Schattenblick →INFOPOOL →BILDUNG UND KULTUR → SPRACHEN

FRANZÖSISCH/172: Lehrmittel - Petit Dictionnaire des Faux Amis (SB)


Béatrice Gra Steiner, Burkhard Dretzke und Margaret Nester


Petit Dictionnaire des Faux Amis



Daß man auch beim Gebrauch einer Fremdsprache auf falsche Freunde hereinfallen kann, ist keine Neuigkeit mehr. Daß sie jedoch so zahlreich sein könnten, daß sie ein kleines Wörterbuch füllen, schon eher. Rund 700 dieser Begriffe von A-Z sind in Reclams "Petit Dictionnaire des Faux Amis" versammelt. Nimmt man sich täglich einen davon vor, braucht das fast zwei Jahre. Und - wie die Autoren eingangs plausibel machen - haben sie lediglich eine Auswahl getroffen, die sich an der Häufigkeit des Gebrauchs orientierte.

"Falsche Freunde", französisch "faux amis" oder englisch "false friends", nennt man im Fremdsprachenunterricht sowie in den angegliederten Wissenschaften im engeren Sinne Worte, die einem Begriff einer anderen Sprache zwar in der Aussprache oder Schreibweise stark ähneln und damit eine bestimmte Bedeutung nahelegen, dieser aber keineswegs oder nur zum Teil entsprechen. Falsche Freunde leiten auf die falsche Spur. Ein populäres Beispiel hierfür ist das deutsche Handy, mit dem man im englischen Sprachraum auf Unverständnis stößt, denn die Bedeutung des Wortes "handy" bedeutet dort "etwas zur Hand haben", "handlich, praktisch", "nützlich" und dergleichen, woraus sich vielleicht die Herkunft der deutschen Bezeichnung herleiten läßt, allerdings nicht mehr. Im Englischen heißt das Mobiltelefon "mobile". Das Frotteebadehandtuch, mit dem man sich in Deutschland kräftig trockenreiben (frotter = reiben etc.) kann, ist im Französischen gänzlich unbekannt. Dort sagt man "serviette éponge"... Nun, wer will sich hierzulande mit einem "Schwamm(hand)tuch" den Rücken trocknen? Wir überlassen das also getrost den Franzosen.

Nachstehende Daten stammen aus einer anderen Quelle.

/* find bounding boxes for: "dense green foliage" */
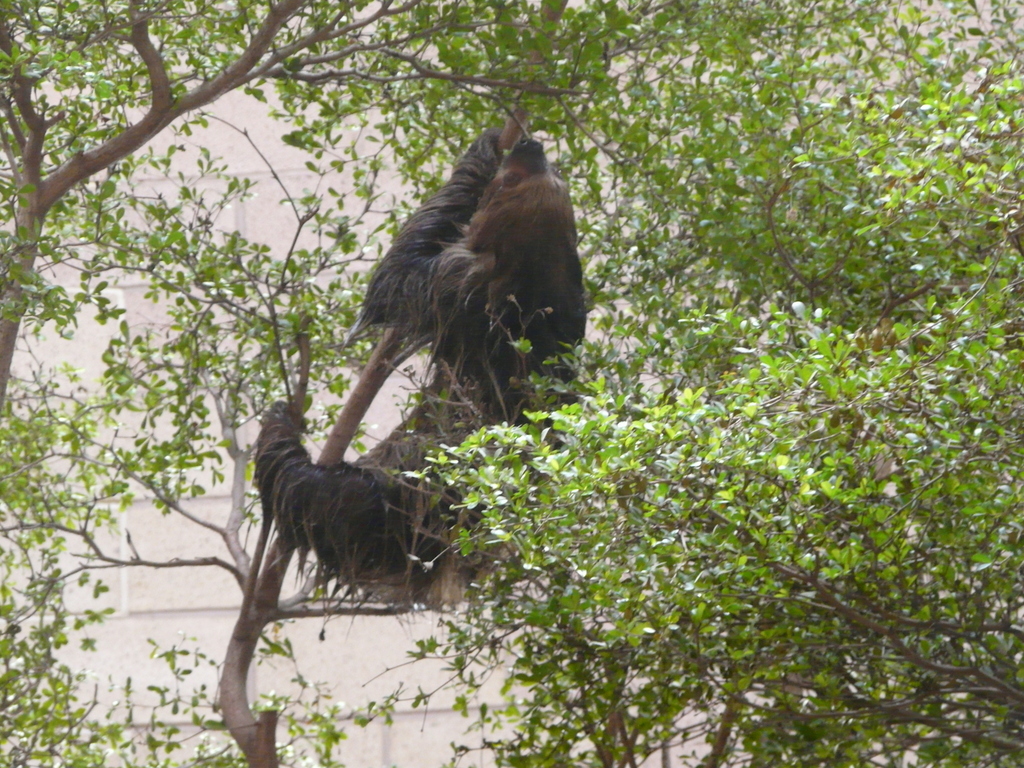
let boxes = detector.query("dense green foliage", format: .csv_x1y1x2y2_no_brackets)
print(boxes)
3,0,1024,765
441,300,1024,766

In einem weiteren Sinne versteht man unter falschen Freunden zudem Wortpaare, "die orthographisch und phonetisch-phonologisch ähnlich, aber nicht identisch sind, deren Bedeutung aber gleich ist." (S. 5) Diese präsentieren sich vielleicht als Rechtschreibfrage, stellen aber weiter kein Problem dar und sind höchstens noch von sprachwissenschaftlichem Interesse. Als Faux Amis im weitesten Sinne benennen die Autoren des Lexikons darüber hinaus lexikalisch-grammatische Strukturen "wie sie in bestimmten, in den verschiedenen Sprachen abweichenden Wortverbindungen (Kollokationen) auftauchen oder in Hinblick auf Kollokationen andere Bedeutung haben können." (S. 5)1 D.h. daß die wörtliche Übersetzung einer Wortkombination oder die direkte Übertragung einer in einer Sprache gebräuchlichen grammatischen Konstruktion in eine andere zu Fehlern - und was viel wichtiger ist - zu Mißverständnissen führen kann.

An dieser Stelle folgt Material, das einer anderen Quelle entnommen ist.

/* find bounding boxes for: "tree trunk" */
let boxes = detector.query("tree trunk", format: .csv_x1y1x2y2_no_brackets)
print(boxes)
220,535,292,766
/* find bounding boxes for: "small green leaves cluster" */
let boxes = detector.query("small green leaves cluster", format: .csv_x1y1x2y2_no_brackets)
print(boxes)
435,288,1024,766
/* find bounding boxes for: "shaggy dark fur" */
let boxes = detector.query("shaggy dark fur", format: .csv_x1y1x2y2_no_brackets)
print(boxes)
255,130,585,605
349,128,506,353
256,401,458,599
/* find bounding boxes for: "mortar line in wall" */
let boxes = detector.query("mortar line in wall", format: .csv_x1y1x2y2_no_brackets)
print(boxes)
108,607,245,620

Der falsche Freund hat sprach- und ideengeschichtliche Wurzeln

So ist der eingefleischte, ewige oder überzeugte deutsche Junggeselle der französische "célibataire endurci" oder "obstiné", wortwörtlich also "verhärtet, abgehärtet" etc. oder "eigensinnig, stur" etc., was eine gewisse Verknöcherung oder Gefühlskälte nahelegen könnte. "Célibataire" hingegen leitet sich ab von "célibat: Ehelosigkeit, Ledigenstand" und klingt absolut nicht zufällig wie das kirchliche "Zölibat". Über den Begriff des célibataire endurci hinaus ist noch der "vieux garçon" gebräuchlich, der am ehesten dem ewigen Junggesellen entspräche und familiär, aber auch mit verächtlichem Unterton gebraucht werden kann. Alles in allem deutet sich - von der Seite der Sprach- und Sozialgeschichte her gesehen - eine unterschiedliche Einstellung der französischen und der deutschen Gesellschaft zum Ledigenstand des Mannes an, was sicherlich zu nicht nur sprachwissenschaftlichen Studien Anlaß böte - die allerdings nicht an diese Stelle gehören.

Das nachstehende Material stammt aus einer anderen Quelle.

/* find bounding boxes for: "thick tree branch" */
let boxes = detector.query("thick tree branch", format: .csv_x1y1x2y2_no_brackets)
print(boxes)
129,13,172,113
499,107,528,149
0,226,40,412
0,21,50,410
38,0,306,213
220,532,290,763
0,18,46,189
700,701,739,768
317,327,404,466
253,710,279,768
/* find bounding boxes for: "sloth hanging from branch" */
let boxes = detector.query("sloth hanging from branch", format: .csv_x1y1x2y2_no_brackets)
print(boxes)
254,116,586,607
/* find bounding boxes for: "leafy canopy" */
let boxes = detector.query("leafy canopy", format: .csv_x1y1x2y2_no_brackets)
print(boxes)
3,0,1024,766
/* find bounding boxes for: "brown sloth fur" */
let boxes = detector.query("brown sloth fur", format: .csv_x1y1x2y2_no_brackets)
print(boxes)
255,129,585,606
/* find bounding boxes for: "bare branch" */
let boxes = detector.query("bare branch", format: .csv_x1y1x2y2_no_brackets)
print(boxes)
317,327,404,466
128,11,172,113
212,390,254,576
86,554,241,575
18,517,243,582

Während ein solches Wortpaar in der Regel in den umfangreicheren Sprachlexika oder im eigens auf solche Fälle spezialisierten Kontextwörterbuch zu finden ist, kann man sich die oben erwähnten unterschiedlichen grammatischen Strukturen und Satzkonstruktionen allein auf dem Wege des Sprachunterrichts, des Gesprächs und/oder durch umfassendere Lektüre oder dergleichen zu eigen machen.

Die wichtigsten Faux Amis findet man im vorliegenden Dictionnaire versammelt und sollte dieses auch als solches nutzen: als ein Nachschlagewerk für den Zweifelsfall oder im Zusammenhang mit einer Lektüre oder einer genaueren Begriffsklärung.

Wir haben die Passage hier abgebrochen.